Отсутствие ярких кейсов системного взаимодействия университетов с крепким региональным технологическим бизнесом кроется еще и в устаревшем подходе к работе с партнерами, заложенной в «ДНК» вузов еще в
Безусловно, часть интеллектуальной собственности и не должна коммерциализироваться — это фундаментальная наука и те патенты, которые получают для выполнения требований присвоения ученых степеней. Но на балансе некоторых российских университетов стоит до 2 тыс. актуальных объектов интеллектуальной собственности — в то, что ни на одном из них нельзя заработать, верится с трудом. Скорее всего, это и есть те самые разработки, которые должны превратиться в реальные продукты, пройдя через полевые испытания и внедрение. С другой стороны, если говорить просто о международной конкурентоспособности университетов как генераторов интеллектуальной собственности, тут тоже ситуация печальная. Достаточно просто посмотреть на статистику по заявкам PCT (международное патентное соглашение): согласно вышеупомянутому исследованию ИТМО / РВК, всего 12 из 40 опрошенных университетов имеют хотя бы одну PCT-заявку (пять из них одной и ограничились). Для сравнения — на один только Северный Брабант в 2015 году пришлось 3381 PTC-заявок.

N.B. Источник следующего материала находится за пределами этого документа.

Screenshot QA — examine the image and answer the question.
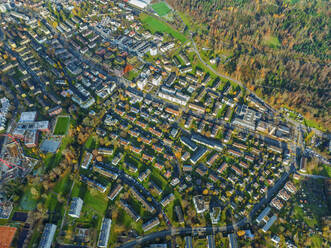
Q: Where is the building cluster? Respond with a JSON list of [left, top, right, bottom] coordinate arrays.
[[0, 97, 10, 131], [0, 0, 312, 247]]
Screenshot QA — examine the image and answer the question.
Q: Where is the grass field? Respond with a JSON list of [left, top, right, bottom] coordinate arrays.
[[20, 187, 37, 211], [54, 116, 70, 135], [140, 13, 187, 42], [152, 2, 171, 16]]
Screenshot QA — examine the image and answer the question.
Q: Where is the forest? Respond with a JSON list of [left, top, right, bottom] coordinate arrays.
[[167, 0, 331, 130]]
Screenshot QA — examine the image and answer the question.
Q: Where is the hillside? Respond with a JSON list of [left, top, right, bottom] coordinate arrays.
[[168, 0, 331, 130]]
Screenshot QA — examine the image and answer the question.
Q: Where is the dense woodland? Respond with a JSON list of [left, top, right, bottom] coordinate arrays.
[[168, 0, 331, 130]]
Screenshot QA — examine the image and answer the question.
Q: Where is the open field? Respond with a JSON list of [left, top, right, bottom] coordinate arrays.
[[54, 116, 70, 135], [140, 13, 186, 42], [151, 2, 171, 16]]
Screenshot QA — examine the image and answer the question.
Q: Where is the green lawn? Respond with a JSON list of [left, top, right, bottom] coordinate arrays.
[[85, 135, 98, 150], [83, 188, 108, 216], [151, 2, 171, 16], [54, 173, 72, 195], [140, 13, 187, 42], [54, 116, 70, 135]]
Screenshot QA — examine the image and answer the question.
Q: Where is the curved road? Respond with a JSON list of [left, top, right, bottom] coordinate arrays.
[[118, 165, 296, 248], [119, 218, 248, 248]]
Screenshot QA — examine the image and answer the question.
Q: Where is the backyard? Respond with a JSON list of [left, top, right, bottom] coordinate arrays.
[[140, 13, 187, 42]]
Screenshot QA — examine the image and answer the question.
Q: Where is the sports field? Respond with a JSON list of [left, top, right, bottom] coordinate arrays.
[[53, 116, 70, 135], [152, 2, 171, 16], [140, 13, 186, 42]]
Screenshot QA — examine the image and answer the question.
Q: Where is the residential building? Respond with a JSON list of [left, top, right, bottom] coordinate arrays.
[[38, 223, 56, 248], [97, 218, 111, 248]]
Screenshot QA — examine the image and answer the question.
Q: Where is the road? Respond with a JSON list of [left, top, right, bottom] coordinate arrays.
[[297, 171, 329, 179]]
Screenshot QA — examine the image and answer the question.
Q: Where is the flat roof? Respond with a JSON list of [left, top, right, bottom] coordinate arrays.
[[0, 226, 17, 248], [19, 111, 37, 122]]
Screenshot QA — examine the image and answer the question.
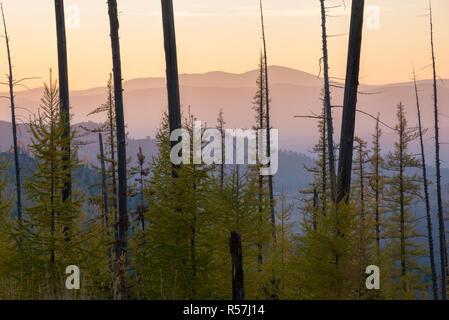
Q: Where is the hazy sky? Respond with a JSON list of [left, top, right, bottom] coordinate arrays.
[[0, 0, 449, 91]]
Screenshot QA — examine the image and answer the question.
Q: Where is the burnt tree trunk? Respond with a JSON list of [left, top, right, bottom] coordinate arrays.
[[161, 0, 181, 178], [320, 0, 336, 202], [229, 231, 245, 300], [337, 0, 365, 203], [260, 0, 276, 230], [55, 0, 72, 205], [413, 70, 438, 300], [98, 132, 112, 270], [1, 5, 22, 222], [108, 0, 128, 297], [98, 132, 109, 225], [429, 1, 448, 300]]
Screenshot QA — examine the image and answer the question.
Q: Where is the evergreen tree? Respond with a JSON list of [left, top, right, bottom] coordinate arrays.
[[385, 103, 427, 299]]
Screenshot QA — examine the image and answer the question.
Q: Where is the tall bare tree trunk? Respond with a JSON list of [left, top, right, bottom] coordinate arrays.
[[98, 132, 109, 225], [1, 5, 22, 222], [337, 0, 365, 203], [413, 70, 438, 300], [429, 1, 448, 300], [161, 0, 181, 178], [320, 0, 336, 202], [55, 0, 72, 206], [229, 231, 245, 300], [260, 0, 276, 230], [108, 0, 128, 298]]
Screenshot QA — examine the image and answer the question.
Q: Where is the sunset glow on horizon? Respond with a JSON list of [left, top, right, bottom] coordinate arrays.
[[0, 0, 449, 91]]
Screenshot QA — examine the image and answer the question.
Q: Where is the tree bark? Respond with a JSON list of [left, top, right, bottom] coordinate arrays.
[[320, 0, 336, 202], [161, 0, 181, 178], [413, 70, 438, 300], [1, 5, 22, 222], [337, 0, 365, 203], [260, 0, 276, 230], [55, 0, 72, 205], [98, 132, 109, 225], [429, 1, 448, 300], [108, 0, 128, 297], [229, 231, 245, 300]]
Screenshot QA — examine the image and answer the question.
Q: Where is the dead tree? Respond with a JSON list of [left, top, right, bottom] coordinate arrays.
[[0, 5, 22, 222], [108, 0, 128, 297], [320, 0, 336, 201], [55, 0, 72, 205], [260, 0, 276, 230], [429, 1, 448, 300], [98, 132, 112, 271], [413, 70, 438, 300], [229, 231, 245, 300], [98, 132, 109, 225], [337, 0, 365, 203], [161, 0, 181, 178]]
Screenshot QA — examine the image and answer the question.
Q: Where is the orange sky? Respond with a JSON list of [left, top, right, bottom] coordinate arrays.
[[0, 0, 449, 91]]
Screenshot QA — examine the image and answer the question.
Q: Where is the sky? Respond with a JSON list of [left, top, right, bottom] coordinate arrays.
[[0, 0, 449, 91]]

Если наиболее очевидным способом коммерциализации интеллектуальной собственности является продажа патентов или лицензирование, то создание вузами малых инновационных предприятий (МИП), ставшее возможным несколько лет назад с появлением ФЗ-217, — новый механизм, который, по идее, поможет вузам выйти на новый уровень поддержки инноваций и отчасти нейтрализует перечисленные проблемы. Поначалу финансирование МИПов было для венчурных инвесторов не очень привлекательным, во многом из-за того, что была установлена минимальная неразмываемая доля вуза в уставном капитале МИПа (33,3% в случае с ООО). Такое требование исключало возможность «экзита» для вуза, а для потенциального инвестора резко затрудняло привлечение следующих раундов. Однако ряд поправок, принятых в 2013 году, сняли это несправедливое ограничение, кроме того, МИПы получили налоговые льготы, был упрощен процесс предоставления вузом приспособленных помещений для МИПа. Произошедшие изменения дали толчок к развитию МИПов в российских вузах. На 2016 год в среднем по российским университетам один МИП приходился на 1000 студентов, а размер привлеченных инвестиций в один МИП составил 1,2 млн руб. Правда, пока доход МИПы приносят в лучшем случае трети вузов, но положительная динамика налицо.